Intel’s 2021 Exascale Vision in Aurora: Two Sapphire Rapids CPUs with Six Ponte Vecchio GPUs

by Dr. Ian Cutress on November 17, 2019 7:01 PM EST

43 Comments | Add A Comment

43 Comments

For the last few years, when discussing high performance computing, the word 'exascale' has gone hand-in-hand with the next generation of supercomputers. Even last month, on 10/18, HPC twitter was awash with mentions of ‘Exascale Day’, signifying 10^18 operations per second (that’s 10 million million million). The ‘Drive to Exascale’ is one of the key targets in the next decade for the supercomputing market, and Intel is going in with the Aurora Supercomputer ordered by the Argonne National Laboratory.

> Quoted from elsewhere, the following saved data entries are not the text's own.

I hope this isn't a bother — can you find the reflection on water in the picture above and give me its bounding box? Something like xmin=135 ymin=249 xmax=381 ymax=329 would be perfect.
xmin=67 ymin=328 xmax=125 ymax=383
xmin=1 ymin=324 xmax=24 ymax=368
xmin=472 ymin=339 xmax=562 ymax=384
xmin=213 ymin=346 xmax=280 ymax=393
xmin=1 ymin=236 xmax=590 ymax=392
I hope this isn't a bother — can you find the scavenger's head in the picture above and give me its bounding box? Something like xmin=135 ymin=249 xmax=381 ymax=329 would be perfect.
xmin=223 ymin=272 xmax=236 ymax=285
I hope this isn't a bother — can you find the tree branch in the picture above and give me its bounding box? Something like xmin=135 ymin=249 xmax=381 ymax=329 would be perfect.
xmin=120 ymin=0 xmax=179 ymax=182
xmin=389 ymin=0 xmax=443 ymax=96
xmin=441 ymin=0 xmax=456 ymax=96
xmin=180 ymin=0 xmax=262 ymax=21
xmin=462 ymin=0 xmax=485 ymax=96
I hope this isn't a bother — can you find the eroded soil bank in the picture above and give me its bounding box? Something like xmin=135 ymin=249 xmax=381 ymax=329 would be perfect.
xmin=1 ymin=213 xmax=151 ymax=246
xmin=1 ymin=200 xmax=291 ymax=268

Intel has been working on the Aurora contract for a while now, and the project has changed scope over time due to market changes and hardware setbacks. Initially announced several years ago as a ‘deliver by 2020’ project between Argonne, Cray, and Intel, the hardware was set to be built around Intel’s Xeon Phi platform, providing high-throughput acceleration though Intel's AVX-512 instructions and the 10nm Knights Hill accelerator. This announcement was made before the recent revolution in AI acceleration, as well as Intel subsequently killing off the Xeon Phi platform after adding AVX-512 to its server processors (with the last breath Knights Mill receiving a very brief lifespan). Intel had to go back to the drawing board, and since Xeon Phi was scrapped, Intel’s audience has been questioning what it will bring to Aurora, and until today the company had only said that it would be built from a combination of Xeon CPUs and Xe GPUs.

An Aurora Node

As part of today’s announcement, Intel has put some information on the table for a typical ‘Aurora’ compute note. While not giving any specifics such as core counts or memory types, the company stated that a standard node will contain two next generation CPUs and six next generation GPUs, all connected via new connectivity standards.

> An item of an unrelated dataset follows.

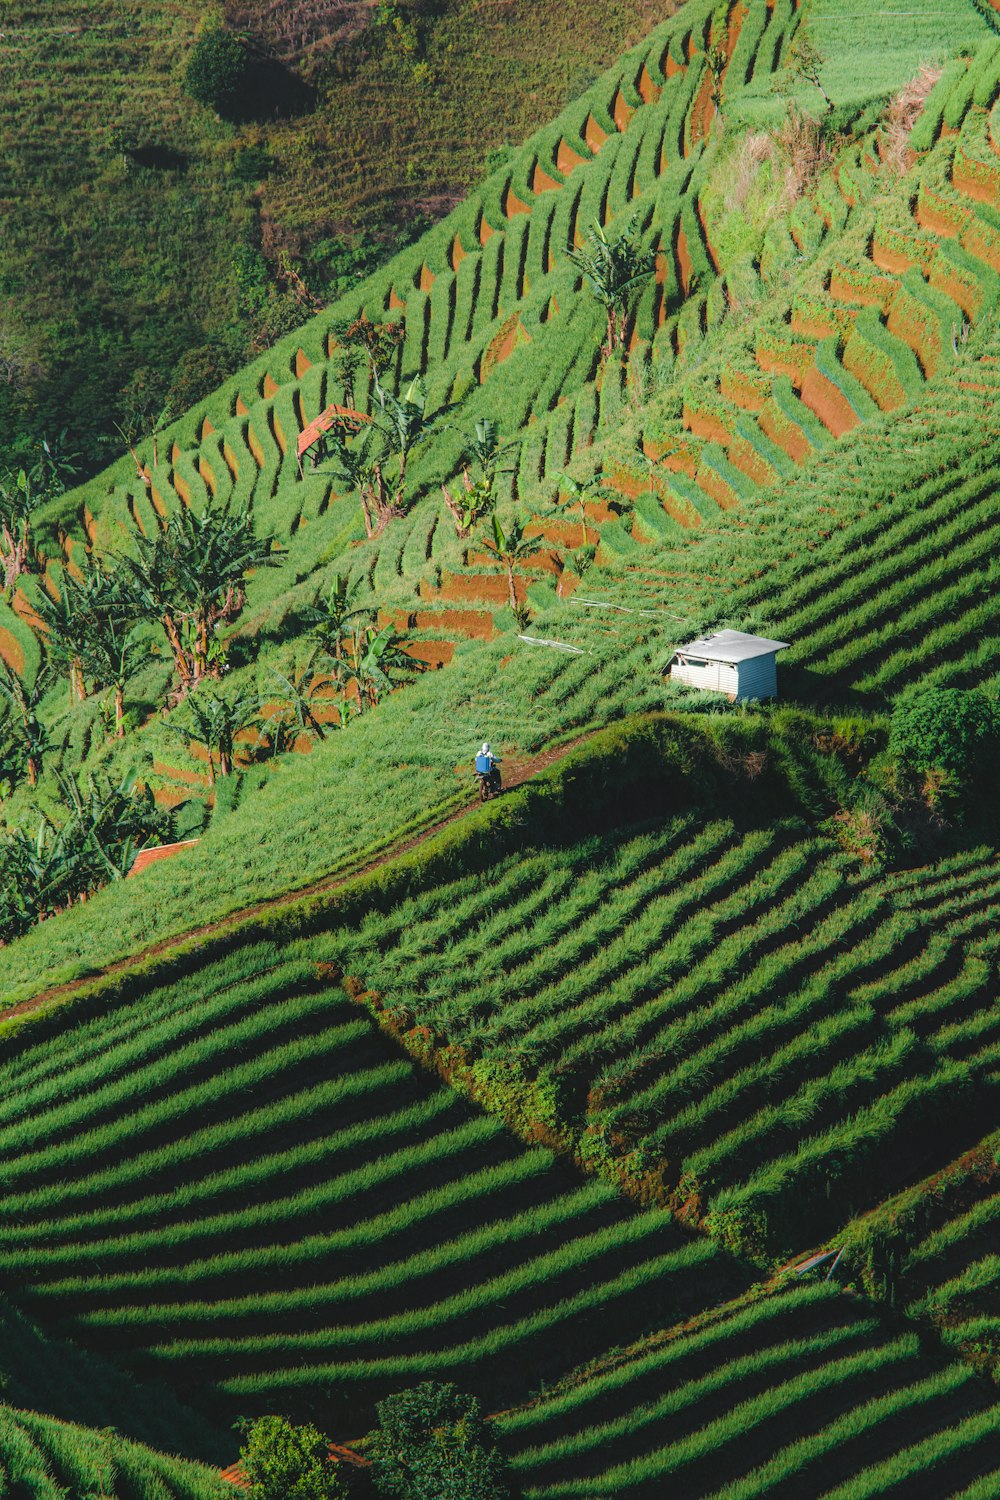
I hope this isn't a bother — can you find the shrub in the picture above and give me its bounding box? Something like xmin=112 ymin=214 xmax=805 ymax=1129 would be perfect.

Those CPUs will be Sapphire Rapids CPUs, Intel’s second generation of 10nm server processors coming after the Ice Lake Xeons. The announcement today reaffirmed that Sapphire Rapids is a 2021 processor; and likely a late 2021 processor, as the company also confirmed that Ice Lake will have its volume ramp through late 2020. Judging from Intel's images, Sapphire Rapids is set to have eight memory channels per processor, with enough I/O to connect to three GPUs. Within an Aurora node, two of these Sapphire Rapids CPUs will be paired together, and support the next generation of Intel Optane DC Persistent Memory (2^nd Gen Optane DCPMM). We already know from other sources that Sapphire Rapids is likely to be DDR5 as well, although I don't believe Intel has said that outright at this point.

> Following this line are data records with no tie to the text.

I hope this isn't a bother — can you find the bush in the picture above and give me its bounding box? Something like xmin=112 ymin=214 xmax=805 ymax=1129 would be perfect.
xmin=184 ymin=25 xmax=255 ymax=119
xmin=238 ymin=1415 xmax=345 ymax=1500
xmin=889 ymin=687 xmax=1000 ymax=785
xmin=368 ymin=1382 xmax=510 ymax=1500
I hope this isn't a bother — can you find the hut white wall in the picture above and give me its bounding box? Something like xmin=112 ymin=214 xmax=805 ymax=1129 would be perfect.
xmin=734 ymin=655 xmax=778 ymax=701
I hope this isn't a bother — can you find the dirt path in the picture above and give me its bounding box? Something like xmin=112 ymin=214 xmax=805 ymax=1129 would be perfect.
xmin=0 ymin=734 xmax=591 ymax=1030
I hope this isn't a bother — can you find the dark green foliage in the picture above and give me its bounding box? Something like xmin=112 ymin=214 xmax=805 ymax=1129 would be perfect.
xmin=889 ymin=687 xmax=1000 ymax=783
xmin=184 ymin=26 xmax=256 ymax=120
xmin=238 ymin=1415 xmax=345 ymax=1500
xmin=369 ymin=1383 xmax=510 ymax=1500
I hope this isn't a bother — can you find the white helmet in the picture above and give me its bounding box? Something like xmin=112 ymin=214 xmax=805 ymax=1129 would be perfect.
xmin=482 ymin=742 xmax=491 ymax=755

On the GPU side, all six of the GPUs per node will be Intel’s new 7nm Ponte Vecchio Xe GPU. As we covered in the Ponte Vecchio (PV) announcement, the basis of PV will be in small 7nm chiplets built on a microarchitecture variant of the X^e architecture. PV will employ a key number of Intel’s packaging technologies, such as Foveros (die stacking), Intel’s Embedded Multi-Die Interconnect Bridge (EMIB), and high bandwidth cache and memory. With regards to capabilities, Intel has only stated that PV will have a vector matrix unit and high double precision performance, which is likely going to be required for the research that Argonne performs.

The other core technology in an Aurora node is the use of the new Compute eXpress Link (CXL) standard. CXL will allow the CPUs and GPUs to connect directly together and work within a unified memory space. Intel stated in our briefings that the GPUs will be connected in an all-to-all topology, even though the imagery they provided doesn’t show that. In the diagram it shows every PV GPU connected to three others, with the top GPUs connected directly to the CPU. It is unclear if the CPUs talk to each other through CXL at this point, and what parts of the CXL standard Aurora will be using, however as CXL is based on the PCIe 5.0 physical standard, it will be interesting to see how (or if) Intel produces hardware for each interconnect standard.

Each Aurora node will have 8 fabric endpoints, giving plenty of topology connectivity options. And with the system being built in part by Cray, connecting the systems will be a version of their Slingshot networking architecture, which is also being used for the other early-2020s US supercomputers. Intel has stated that Slingshot will connect ~200 racks for Aurora, featuring a total of 10 petabytes of Memory and 230 petabytes of Storage.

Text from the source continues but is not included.